How can the Spendthrift Clause Protect Assets from Creditors?

For example, your two children will inherit $50,000 each upon your death. If one of your children has $20,000 in credit card debt, a creditor can request that the $20,000 debt be satisfied through the trust assets. The trustee, however, can simply deny this request citing the spendthrift clause.

Assets listed within the spendthrift clause are protected while they remain in the trust’s property. Once those assets are dispersed, however, they become available to creditors.

What are the Exceptions to the Spendthrift Clause?

There are a few exceptions to the spendthrift clause. The first is if the beneficiary owes child or spousal support that the courts have ordered. The assets included in the trust (and stipulated through the spendthrift clause) would not be protected as they would be used to satisfy any court-ordered support owed.

A judgment creditor may also have provided services to protect a beneficiary’s interest in the trust’s assets. In this case, the funds associated with those funds would not be protected through the spendthrift clause.

The third exception is regarding any claim the state of Florida or the United States may have against the trust assets. This exception is not black and white, as it is unclear what claims the law refers to. Unpaid or past-due taxes may be included in this category as an exception to the spendthrift clause.

How Do I Create a Spendthrift Clause?

As part of a comprehensive estate plan, you can include a spendthrift clause in your trust. It requires specific verbiage about how the assets are managed. You can work with an estate attorney to ensure that your wishes are thoroughly explained within the clause.

A spendthrift clause is only enforceable if it requires both the voluntary and involuntary transfer of assets. It is crucial to ensure that the spendthrift clause is worded accurately for this reason.

When is a Spendthrift Clause Most Beneficial?

Chances are, if you have taken the time to include a trust in your estate planning, it can also be beneficial to include a spendthrift clause. There are some instances, however, when it can be imperative to have.

Such examples are if one or more of the trust’s beneficiaries are prone to making poor financial decisions. If they are easily duped or make poor choices in investments or spending, this clause can provide them with protection. You can still include them in the trust but have added insurance for how or when the funds are dispersed to protect the beneficiary from themselves.

Suppose one or more of the beneficiaries has addictive tendencies. This can be difficult to foresee, as some individuals don’t present with addictive tendencies until they have substantial money to spend on their addiction. Whether it be gambling, drugs, or alcohol, there may not be addictive tendencies in their lives before an inheritance, but an inheritance combined with them grieving a significant death may lead to addictive choices. In this case, it can be a “better safe than sorry” approach to include the spendthrift clause.

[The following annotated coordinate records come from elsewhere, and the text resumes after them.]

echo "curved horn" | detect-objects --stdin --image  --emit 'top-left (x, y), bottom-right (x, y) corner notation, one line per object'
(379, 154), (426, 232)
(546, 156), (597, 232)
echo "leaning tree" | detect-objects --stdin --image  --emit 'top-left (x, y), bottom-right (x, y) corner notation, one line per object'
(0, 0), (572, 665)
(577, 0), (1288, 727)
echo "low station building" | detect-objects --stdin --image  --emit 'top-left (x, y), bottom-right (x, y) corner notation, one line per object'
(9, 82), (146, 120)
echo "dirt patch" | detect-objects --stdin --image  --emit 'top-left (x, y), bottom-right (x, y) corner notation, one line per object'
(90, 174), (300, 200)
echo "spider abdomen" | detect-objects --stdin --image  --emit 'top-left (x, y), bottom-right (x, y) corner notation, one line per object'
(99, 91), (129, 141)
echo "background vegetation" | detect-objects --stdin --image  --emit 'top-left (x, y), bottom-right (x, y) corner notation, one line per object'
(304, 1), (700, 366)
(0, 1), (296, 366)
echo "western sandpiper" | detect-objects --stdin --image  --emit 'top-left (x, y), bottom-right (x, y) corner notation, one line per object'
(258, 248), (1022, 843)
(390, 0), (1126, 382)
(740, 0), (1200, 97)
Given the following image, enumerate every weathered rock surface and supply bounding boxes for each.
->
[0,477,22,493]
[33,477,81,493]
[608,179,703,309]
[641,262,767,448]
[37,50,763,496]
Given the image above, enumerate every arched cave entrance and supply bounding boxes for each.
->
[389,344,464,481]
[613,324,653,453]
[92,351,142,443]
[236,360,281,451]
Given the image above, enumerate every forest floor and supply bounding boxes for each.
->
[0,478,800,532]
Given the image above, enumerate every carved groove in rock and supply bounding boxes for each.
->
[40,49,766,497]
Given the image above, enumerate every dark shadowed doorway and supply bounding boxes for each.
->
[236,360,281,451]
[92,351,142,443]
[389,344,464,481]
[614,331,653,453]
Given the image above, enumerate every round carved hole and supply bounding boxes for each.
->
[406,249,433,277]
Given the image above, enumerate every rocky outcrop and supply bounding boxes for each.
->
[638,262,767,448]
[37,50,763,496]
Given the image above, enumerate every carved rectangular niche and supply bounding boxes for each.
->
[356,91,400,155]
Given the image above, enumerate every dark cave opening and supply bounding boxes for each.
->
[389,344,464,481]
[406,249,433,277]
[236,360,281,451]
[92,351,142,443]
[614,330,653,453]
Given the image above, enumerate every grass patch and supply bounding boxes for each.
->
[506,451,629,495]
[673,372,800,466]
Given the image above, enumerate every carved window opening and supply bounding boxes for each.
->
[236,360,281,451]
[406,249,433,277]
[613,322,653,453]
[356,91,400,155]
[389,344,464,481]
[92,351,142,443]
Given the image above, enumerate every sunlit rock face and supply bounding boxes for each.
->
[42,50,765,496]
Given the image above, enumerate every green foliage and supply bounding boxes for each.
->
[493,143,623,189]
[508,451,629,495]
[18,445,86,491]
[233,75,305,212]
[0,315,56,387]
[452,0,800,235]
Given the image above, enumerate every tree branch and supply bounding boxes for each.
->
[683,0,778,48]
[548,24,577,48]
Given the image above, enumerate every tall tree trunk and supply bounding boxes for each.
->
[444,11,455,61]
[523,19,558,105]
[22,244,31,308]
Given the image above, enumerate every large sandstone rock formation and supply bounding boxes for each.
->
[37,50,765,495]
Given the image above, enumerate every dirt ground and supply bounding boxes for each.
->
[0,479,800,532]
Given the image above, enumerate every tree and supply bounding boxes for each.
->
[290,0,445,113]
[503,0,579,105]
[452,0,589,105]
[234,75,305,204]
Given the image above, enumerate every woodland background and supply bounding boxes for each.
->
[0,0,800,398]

Why Work With an Attorney?

There are some situations where having a do-it-yourself approach to estate planning may work well for your family. If your estate is straightforward or the assets are limited, you may find it best to handle the estate planning independently.

As with most things in life, estate management or planning rarely is black and white. It can be incredibly beneficial to you and your family to work with an experienced attorney who is well-versed in all things estate planning. They can work closely with you to determine all assets have been discussed and consider things you may have yet to think of, as making plans for your estate isn’t likely something any of us will need to do more than once.

A comprehensive estate plan can provide us peace of mind long after we are gone and extra support and protection for our loved ones.